Are we going to be learning about more advanced data visualization techniques?

We may come across a few other tools for visualizing data, but it will not be the main focus.

Anjali asks:

Will you be demonstrating how to use platforms for machine learning like pytorch and tensorflow?

No, there is only so much that can fit in a single course.

Thinh asks:

Is there any chance the lowest project will be dropped at the end of the semester given that we are not familiar with doing the report at the beginning of the semester?

No, but if the first report grade will be much weaker than all subsequent grades, then I will take it into account while assigning the final course grades.

Ninghui asks:

Algorithm from Sklearn can also deal with Dataframe just like ndarray? How does the algorithe know what data type it is?

Most skleans algorithms should work fine with dataframes. The data in a dataframe must be of a suitable type. If an algorithm expects numerical data, and you use it with a dataframe that contains a column of strings, then you will get an error.

David asks:

Will we be using pytorch or tensorflow in the future?
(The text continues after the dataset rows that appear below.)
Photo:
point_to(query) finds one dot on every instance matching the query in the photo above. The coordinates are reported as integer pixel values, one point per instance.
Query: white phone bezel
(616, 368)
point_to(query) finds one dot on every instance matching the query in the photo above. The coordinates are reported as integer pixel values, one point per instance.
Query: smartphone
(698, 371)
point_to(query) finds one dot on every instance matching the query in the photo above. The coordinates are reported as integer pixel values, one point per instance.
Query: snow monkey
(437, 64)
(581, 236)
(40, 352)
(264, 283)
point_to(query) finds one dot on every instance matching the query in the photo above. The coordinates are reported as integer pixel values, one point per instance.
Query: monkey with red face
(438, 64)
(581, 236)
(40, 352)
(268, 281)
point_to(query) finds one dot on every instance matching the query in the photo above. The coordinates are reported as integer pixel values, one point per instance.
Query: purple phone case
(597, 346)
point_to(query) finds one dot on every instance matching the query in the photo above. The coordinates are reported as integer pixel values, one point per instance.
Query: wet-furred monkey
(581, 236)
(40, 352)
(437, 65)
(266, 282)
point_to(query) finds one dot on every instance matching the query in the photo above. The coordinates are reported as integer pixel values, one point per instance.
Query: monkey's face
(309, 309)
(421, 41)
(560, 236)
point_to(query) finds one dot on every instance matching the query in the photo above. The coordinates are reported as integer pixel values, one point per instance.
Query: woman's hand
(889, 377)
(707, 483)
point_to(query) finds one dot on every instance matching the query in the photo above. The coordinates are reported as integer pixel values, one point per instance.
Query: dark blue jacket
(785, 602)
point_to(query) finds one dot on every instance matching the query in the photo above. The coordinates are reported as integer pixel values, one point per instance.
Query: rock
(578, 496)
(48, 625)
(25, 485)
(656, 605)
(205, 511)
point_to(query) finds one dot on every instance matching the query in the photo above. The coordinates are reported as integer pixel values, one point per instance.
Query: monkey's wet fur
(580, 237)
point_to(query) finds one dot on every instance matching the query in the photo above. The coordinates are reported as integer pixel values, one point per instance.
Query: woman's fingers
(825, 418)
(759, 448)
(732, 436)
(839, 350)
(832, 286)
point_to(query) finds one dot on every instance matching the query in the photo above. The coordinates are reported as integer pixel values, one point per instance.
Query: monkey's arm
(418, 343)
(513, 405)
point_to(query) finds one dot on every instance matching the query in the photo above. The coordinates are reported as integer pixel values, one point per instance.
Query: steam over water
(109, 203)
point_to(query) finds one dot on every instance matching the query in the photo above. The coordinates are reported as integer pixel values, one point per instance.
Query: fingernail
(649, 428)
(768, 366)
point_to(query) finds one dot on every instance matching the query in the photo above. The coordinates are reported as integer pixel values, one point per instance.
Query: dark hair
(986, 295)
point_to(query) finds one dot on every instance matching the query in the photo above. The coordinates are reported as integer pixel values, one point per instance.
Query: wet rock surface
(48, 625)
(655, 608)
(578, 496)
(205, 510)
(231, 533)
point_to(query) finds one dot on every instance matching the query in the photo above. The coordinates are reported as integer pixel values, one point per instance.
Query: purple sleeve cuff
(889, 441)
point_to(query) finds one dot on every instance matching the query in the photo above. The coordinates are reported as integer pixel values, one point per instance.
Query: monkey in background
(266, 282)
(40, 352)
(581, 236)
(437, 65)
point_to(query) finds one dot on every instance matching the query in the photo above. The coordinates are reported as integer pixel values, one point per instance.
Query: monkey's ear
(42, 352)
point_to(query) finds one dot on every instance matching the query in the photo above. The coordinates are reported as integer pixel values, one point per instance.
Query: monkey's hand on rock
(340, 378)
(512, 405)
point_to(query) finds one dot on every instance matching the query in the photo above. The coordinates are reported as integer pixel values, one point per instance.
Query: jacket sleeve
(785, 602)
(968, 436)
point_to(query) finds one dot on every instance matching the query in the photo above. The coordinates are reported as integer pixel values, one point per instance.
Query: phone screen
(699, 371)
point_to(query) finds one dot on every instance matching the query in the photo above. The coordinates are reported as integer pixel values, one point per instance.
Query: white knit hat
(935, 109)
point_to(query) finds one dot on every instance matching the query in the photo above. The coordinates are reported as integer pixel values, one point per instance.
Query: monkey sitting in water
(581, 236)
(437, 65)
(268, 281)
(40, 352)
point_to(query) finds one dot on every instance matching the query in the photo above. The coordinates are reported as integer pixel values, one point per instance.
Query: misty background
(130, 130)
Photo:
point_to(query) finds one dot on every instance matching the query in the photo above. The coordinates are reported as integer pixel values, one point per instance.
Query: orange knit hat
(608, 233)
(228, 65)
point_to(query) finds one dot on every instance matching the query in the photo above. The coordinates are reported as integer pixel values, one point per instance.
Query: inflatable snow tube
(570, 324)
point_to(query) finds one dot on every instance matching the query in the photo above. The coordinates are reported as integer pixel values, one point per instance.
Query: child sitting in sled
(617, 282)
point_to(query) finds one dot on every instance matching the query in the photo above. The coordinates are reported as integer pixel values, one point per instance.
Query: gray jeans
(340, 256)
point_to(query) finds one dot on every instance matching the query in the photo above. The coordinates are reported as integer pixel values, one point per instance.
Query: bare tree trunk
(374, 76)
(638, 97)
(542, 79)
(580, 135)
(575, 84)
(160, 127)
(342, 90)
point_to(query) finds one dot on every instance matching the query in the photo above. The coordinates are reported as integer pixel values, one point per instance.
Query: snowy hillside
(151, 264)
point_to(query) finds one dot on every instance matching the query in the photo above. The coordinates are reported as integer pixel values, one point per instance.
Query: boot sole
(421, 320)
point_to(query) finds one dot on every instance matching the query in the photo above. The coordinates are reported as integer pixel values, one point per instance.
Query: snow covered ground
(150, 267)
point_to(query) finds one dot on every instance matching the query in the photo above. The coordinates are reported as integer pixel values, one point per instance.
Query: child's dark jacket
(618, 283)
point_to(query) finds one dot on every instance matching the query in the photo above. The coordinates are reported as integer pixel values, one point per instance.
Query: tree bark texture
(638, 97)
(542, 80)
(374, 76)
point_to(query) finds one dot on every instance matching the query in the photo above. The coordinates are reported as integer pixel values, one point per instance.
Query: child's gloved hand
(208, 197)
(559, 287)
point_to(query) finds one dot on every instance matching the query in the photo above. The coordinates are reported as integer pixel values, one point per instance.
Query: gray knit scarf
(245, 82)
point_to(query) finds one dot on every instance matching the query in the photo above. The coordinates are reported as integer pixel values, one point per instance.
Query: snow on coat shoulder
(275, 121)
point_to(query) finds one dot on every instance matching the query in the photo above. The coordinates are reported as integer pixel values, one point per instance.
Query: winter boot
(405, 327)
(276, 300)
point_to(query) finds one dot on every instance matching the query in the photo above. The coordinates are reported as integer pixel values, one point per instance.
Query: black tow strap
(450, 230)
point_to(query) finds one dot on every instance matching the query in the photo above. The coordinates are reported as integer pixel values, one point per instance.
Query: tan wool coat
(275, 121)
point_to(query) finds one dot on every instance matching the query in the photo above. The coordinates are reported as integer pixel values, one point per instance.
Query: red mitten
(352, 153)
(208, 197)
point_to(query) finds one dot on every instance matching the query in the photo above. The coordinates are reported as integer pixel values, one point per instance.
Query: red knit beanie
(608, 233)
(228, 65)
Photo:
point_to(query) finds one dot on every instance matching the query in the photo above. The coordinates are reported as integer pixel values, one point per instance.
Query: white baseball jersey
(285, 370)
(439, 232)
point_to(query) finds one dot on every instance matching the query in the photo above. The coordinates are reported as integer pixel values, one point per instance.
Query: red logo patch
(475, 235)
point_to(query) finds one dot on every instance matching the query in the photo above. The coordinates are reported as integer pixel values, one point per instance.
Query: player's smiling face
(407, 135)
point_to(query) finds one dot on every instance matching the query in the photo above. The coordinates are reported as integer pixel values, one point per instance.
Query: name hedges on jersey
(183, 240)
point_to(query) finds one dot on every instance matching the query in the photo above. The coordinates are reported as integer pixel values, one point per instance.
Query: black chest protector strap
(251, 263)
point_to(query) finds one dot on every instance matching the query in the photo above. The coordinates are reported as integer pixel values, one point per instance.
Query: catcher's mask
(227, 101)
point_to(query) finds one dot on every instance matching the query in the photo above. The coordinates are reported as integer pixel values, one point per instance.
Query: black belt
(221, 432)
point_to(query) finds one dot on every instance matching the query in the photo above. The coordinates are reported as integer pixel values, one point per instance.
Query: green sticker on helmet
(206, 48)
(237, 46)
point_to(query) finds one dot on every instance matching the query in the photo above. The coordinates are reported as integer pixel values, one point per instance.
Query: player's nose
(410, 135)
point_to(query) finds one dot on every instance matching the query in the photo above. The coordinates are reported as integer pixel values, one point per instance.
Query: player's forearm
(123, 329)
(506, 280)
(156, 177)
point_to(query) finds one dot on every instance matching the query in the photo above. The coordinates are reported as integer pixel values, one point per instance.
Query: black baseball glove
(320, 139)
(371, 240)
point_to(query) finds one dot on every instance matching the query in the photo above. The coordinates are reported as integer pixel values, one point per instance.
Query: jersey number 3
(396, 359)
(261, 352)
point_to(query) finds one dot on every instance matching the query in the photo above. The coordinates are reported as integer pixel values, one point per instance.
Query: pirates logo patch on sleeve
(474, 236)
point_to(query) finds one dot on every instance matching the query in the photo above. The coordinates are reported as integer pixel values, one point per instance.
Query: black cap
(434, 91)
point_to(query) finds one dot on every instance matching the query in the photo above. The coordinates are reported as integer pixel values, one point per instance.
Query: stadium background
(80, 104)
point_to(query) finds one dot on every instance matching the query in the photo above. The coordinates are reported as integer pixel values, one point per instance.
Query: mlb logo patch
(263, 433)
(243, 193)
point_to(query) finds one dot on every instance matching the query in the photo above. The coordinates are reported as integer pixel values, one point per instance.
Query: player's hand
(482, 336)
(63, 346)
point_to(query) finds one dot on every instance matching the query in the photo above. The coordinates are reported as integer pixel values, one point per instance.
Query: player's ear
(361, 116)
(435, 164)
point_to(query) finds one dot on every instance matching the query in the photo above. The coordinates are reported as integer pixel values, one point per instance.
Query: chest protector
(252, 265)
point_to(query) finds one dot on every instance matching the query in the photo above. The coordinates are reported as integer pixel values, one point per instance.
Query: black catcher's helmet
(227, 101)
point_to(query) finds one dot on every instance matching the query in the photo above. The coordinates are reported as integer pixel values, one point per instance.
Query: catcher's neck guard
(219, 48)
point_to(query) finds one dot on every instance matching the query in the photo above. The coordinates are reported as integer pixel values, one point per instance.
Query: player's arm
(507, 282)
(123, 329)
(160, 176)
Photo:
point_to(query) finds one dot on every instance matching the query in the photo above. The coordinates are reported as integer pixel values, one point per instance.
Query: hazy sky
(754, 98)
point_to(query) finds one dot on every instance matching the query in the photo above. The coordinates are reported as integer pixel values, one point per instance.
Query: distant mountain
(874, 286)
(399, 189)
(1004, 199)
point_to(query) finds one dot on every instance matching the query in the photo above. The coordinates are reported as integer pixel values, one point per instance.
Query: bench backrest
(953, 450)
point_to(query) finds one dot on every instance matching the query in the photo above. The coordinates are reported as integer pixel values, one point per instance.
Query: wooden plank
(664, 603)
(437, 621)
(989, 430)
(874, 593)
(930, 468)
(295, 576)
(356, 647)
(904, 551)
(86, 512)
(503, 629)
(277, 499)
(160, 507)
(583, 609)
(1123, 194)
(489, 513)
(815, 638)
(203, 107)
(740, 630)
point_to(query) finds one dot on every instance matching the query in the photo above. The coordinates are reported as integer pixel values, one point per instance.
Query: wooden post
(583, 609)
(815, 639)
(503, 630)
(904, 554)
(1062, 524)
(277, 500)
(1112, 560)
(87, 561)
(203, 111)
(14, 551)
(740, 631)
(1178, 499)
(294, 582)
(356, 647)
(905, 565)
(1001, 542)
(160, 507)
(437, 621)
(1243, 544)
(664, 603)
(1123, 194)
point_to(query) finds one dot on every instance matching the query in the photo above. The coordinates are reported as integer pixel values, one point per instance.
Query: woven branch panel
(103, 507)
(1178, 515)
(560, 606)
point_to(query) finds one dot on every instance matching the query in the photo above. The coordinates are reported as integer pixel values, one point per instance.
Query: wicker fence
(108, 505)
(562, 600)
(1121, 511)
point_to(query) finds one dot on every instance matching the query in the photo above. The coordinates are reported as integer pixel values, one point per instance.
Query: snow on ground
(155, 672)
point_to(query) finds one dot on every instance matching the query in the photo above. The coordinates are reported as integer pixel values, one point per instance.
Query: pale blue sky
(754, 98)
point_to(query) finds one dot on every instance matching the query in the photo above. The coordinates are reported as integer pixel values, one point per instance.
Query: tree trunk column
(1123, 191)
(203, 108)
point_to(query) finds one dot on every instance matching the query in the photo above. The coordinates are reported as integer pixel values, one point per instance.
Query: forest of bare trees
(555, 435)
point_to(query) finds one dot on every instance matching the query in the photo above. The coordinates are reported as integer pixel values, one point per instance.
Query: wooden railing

No, there is only so much that can fit in a single course.

Farhat asks:

Can you concatenate rows?

Rows of two dataframes? You can do it using pd.concat(). I showed an exmaple of this in class last week. See my notebook from week 6.

Netra asks:

Is there a way you could create a private chat (allows only two) in the discord for code-sharing purposes?

Yes. Discord has private chats. To create one, you can right click on my name in Discord and select “Message” from the menu that will pop up. Discord also supports private voice/video calls.

Felix asks:

Will we be doing more advanced machine learning stuff in this class like recursive neural networks etc?

There will be more machine learning, but I will not cover neural networks.

Haiyi asks:

How to merge data horizontally when merging data?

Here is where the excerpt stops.